"Tu és daquelas pessoas que não conseguem estar sozinhas" - farto-me de ouvir esta frase, em conversas roubadas à própria loucura da solidão, farto-me de ouvir esta frase da boca de outras pessoas, que me fazem companhia, que me roubam da solidão. É caricato pensar como convivo tão mal com a solidão, é giro pensar que se pode conviver com uma coisa que implica estar sozinho - o facto de se conseguir conviver com a solidão significa que já não se está em solidão, porque se está a conviver. Há pessoas que conseguem fazer da própria solidão uma companhia - eu não. Talvez seja normal.
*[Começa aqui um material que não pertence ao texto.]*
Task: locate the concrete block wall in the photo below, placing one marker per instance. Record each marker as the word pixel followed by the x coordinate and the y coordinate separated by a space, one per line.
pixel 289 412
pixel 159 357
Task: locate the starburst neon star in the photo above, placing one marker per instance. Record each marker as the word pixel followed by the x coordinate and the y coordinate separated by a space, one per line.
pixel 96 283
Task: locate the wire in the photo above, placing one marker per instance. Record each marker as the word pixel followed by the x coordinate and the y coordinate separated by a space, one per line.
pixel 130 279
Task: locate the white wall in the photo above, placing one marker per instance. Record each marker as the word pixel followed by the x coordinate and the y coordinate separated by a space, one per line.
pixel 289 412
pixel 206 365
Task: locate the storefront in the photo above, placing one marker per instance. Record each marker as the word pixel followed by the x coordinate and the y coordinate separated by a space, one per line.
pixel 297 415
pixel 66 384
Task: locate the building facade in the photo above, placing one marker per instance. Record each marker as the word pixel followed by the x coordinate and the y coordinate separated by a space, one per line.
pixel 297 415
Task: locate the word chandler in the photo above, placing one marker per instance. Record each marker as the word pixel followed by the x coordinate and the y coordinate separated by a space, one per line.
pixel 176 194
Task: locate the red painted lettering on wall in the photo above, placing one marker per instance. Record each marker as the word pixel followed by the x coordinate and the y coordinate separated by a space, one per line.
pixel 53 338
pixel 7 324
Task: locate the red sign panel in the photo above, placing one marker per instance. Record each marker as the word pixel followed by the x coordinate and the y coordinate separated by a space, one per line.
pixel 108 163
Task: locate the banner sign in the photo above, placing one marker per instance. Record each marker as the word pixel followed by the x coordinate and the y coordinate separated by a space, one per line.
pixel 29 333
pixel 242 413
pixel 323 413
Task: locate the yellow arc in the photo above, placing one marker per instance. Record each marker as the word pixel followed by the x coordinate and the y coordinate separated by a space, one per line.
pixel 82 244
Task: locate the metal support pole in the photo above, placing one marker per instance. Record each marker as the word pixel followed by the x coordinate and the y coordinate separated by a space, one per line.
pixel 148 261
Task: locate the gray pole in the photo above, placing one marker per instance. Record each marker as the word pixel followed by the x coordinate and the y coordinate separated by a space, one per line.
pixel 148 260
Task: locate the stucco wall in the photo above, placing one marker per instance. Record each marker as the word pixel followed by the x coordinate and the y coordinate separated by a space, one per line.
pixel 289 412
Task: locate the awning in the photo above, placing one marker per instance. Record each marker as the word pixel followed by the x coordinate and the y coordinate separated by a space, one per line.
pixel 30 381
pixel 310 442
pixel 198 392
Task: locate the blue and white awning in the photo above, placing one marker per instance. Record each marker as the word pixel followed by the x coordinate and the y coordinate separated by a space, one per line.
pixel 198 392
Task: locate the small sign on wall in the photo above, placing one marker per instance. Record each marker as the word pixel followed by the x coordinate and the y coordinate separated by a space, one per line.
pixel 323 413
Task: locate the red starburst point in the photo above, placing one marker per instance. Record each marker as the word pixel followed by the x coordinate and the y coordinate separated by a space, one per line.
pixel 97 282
Gostava de um dia conseguir estar completamente sozinho. Gostava de um dia acordar sem chamadas para responder de volta, sem mensagens, sem programas - nada mais do que a minha garrafa de whisky irlandês eternamente escondida no armário de um bar na Av. de Roma. Mas alguém houve que inventou a companhia - digo companhia porque não encontro nenhum antónimo credível para a solidão. Na cabeça mesquinha dos portugueses esse antónimo talvez seja a felicidade, pasmem-se companheiros, a felicidade. A solidão é o abandono, são os socos no estômago que nos levam ao orgasmo da dor - a solidão é incompatível com a felicidade. Pelo menos para os portugueses, pelo menos para a língua portuguesa. Somos complicados.
Um português vai todos os dias sozinhos para um bar porque simplesmente não consegue estar sozinho em casa - que dizem os outros desta atitude? É um bêbado solitário. Alguém triste, alguém carente, alguém que não é feliz. Novamente a tónica da infelicidade associada pecaminosamente à solidão. Este país é mesmo terrível - e não vos falo das aldeias, não vos falo da terra onde nasci, nem muito menos da terra dos meus pais. Estou a falar de Lisboa porra, esta aldeia plantada à beira rio - um ninho de cobras viciante e venenoso, onde ou se é bêbado, solitário, escritor, ou então, em oposição, se é feliz. Ninguém me tira da cabeça que foram os lisboetas que inventaram a solidão.